Dessa forma, ausentes elementos probatórios quanto ao desempenho de atividade rural em regime de economia familiar, não há como conceder o benefício pretendido pela parte autora, sendo adequada a reforma da sentença.
Cabe salientar que, ausente início de prova material, não se admite prova meramente testemunhal, a teor do disposto nas Súmulas 149 do STJ e 27 do TRF da 1ª Região, razão pela qual não podem ser considerados, para concessão do benefício, apenas os depoimentos prestados (AgRg no REsp 944.486/SP, Rel. Min. Maria Thereza de Assis Moura, 6ª Turma, DJe de 24/11/2008).
Assim, não é possível o reconhecimento da qualidade de segurada da parte autora como trabalhador rural em regime de economia familiar na carência exigida ao tempo do requerimento administrativo.
Dos honorários sucumbenciais
Inverto os honorários sucumbenciais arbitrados pelo juízo a quo, a teor do disposto no art. 85, §§ 2º, 3º e 11º do CPC, devendo-se observar teor da súmula 111, do STJ.
Honorários recursais
Nos termos do julgamento do REsp 1.864.633/RS, que tramitou sob o rito dos recursos repetitivos (Tema 1.059 do STJ), a majoração dos honorários de sucumbência pressupõe que o recurso tenha sido integralmente desprovido, como no caso dos autos, desse modo, conforme disposição o art. 85, § 11, do CPC, os honorários devem ser majorados em dois pontos percentuais, os quais ficam suspensos em caso de deferimento da gratuidade de justiça, nos termos do art. 98, §§ 2º e 3º do CPC/2015.
Conclusão
Ante o exposto, dou provimento à apelação do INSS, para reformar à sentença e julgar improcedente o pedido autoral.
É o voto.

PODER JUDICIÁRIO
Tribunal Regional Federal da 1ª Região
GAB. 05 - DESEMBARGADOR FEDERAL RUI GONÇALVES
Processo Judicial Eletrônico
PROCESSO: 1006686-93.2023.4.01.9999
PROCESSO REFERÊNCIA: 7002379-28.2022.8.22.0002
CLASSE: APELAÇÃO CÍVEL (198)
APELANTE: INSTITUTO NACIONAL DO SEGURO SOCIAL - INSS
APELADO: MARIA REGINA DA SILVA
E M E N T A
PREVIDENCIÁRIO. APOSENTADORIA POR IDADE. TRABALHADOR RURAL. PRODUÇÃO EM LARGA ESCALAR. INÍCIO DE PROVA MATERIAL AFASTADO. PERÍODO DE CARÊNCIA NÃO CONFIGURADO. APELAÇÃO DO INSS PROVIDA.
1. A concessão do benefício de aposentadoria rural por idade exige a demonstração do trabalho rural, cumprindo-se o prazo de carência previsto no artigo 142 da Lei n. 8.213/91, mediante início razoável de prova material, corroborada com prova testemunhal, ou prova documental plena.

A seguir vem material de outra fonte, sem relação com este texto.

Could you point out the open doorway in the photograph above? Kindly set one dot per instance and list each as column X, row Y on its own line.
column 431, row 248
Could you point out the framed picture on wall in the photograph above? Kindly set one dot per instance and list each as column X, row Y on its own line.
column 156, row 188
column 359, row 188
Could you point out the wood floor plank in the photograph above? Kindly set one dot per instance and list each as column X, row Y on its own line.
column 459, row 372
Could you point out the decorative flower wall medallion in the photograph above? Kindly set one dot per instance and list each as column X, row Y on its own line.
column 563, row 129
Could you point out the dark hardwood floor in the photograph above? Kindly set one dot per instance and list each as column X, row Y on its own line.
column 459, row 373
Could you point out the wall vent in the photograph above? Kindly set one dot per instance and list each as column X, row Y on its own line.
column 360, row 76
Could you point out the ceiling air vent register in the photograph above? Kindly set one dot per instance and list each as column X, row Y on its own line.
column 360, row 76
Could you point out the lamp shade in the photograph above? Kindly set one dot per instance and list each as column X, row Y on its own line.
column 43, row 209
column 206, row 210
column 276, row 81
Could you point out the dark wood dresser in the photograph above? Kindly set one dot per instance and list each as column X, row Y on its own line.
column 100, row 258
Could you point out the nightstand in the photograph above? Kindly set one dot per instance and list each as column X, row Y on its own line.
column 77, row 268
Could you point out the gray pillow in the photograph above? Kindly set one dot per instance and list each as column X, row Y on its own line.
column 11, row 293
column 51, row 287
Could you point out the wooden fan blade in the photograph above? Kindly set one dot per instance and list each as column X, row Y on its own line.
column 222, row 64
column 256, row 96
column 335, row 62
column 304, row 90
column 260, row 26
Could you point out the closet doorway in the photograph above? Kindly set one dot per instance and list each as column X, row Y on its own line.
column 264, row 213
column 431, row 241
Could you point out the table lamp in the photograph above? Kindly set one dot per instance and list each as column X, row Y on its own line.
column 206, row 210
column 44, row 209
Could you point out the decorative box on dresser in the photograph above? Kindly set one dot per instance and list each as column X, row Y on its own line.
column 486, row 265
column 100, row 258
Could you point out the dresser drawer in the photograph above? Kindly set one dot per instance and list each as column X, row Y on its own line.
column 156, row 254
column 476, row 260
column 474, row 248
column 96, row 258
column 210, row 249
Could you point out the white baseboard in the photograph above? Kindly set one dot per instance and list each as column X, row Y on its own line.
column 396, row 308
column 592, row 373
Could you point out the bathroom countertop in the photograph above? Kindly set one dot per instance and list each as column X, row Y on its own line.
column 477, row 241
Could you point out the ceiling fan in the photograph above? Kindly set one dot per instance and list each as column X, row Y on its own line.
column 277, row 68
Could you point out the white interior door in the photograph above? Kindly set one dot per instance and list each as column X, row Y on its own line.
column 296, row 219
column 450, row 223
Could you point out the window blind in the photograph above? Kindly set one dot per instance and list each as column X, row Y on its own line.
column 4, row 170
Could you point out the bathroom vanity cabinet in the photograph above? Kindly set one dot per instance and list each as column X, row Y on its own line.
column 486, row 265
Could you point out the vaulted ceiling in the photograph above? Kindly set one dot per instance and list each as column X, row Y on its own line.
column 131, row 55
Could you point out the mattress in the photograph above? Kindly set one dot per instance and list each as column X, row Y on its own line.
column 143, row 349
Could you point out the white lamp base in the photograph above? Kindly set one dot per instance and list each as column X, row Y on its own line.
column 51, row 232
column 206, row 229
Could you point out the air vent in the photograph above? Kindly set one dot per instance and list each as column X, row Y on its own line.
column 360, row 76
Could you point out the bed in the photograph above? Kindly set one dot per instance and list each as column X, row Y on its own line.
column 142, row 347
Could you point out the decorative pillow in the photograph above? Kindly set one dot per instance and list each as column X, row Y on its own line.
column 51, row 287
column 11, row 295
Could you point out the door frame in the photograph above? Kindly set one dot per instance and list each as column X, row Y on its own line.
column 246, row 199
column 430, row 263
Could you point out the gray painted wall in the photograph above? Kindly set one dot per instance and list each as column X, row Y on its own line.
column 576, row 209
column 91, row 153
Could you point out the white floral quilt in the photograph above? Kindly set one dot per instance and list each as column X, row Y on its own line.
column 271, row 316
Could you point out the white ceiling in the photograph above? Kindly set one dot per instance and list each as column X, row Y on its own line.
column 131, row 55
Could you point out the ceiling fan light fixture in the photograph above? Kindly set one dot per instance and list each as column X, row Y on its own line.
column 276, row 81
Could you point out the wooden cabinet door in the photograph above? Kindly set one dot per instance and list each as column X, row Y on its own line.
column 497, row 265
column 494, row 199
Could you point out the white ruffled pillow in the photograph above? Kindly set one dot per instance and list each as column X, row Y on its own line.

Como requisito etário, exige-se a idade superior a 60 anos para homem e 55 anos para mulher (artigo 48, § 1º da Lei de Benefícios).
2. Na situação, o implemento etário ocorreu em 2016. A carência legal, por sua vez, é de 180 meses. A parte autora, em seu intuito de demonstrar o início de prova material de exercício de atividade campesina, anexou aos autos os seguintes documentos: a) Escritura pública de compra e venda de imóvel rural, constando a profissão da autora como “do lar” (2013); b) Memorial descritivo do imóvel rural; c) Nota técnica emitida pelo CREA-RO, constando terceiro como contratante (2002); d) Cadastro de marcas do produtor emitido pela Agência de Defesa Sanitária Agrosivopastoril do Estado de Rondônia – IDARON (2003); e) Guias de Trânsito Animal – GTA – referente ao transporte de 20 (dezoito) bovinos (2003); f) Guia de Trânsito Animal – GTA – referente ao transporte de 16 (dezesseis) bovinos (2004); g) Guia de Trânsito Animal – GTA – referente ao transporte de 13 (treze) bovinos (2005);] h) Certificado de Origem de Organismos Aquáticos de Cativeiro, com fins Comerciais (validade entre 20 e 25 de abril de 2011), constando a autora como vendedora de 6 kg de tambaqui; i) Nota fiscal de aquisição de 3000 (três mil sacos) para peixes, totalizando o valor de R$ 100.500,12 (cem mil e quinhentos reais e doze centavos); j) Nota fiscal referente a venda de bezerros, totalizando R$ 25.000,00 (vinte e cinco mil reais); e k) Nota fiscal referente a aquisição de óleo diesel, totalizando R$ 16.000.00 (dezesseis mil reais).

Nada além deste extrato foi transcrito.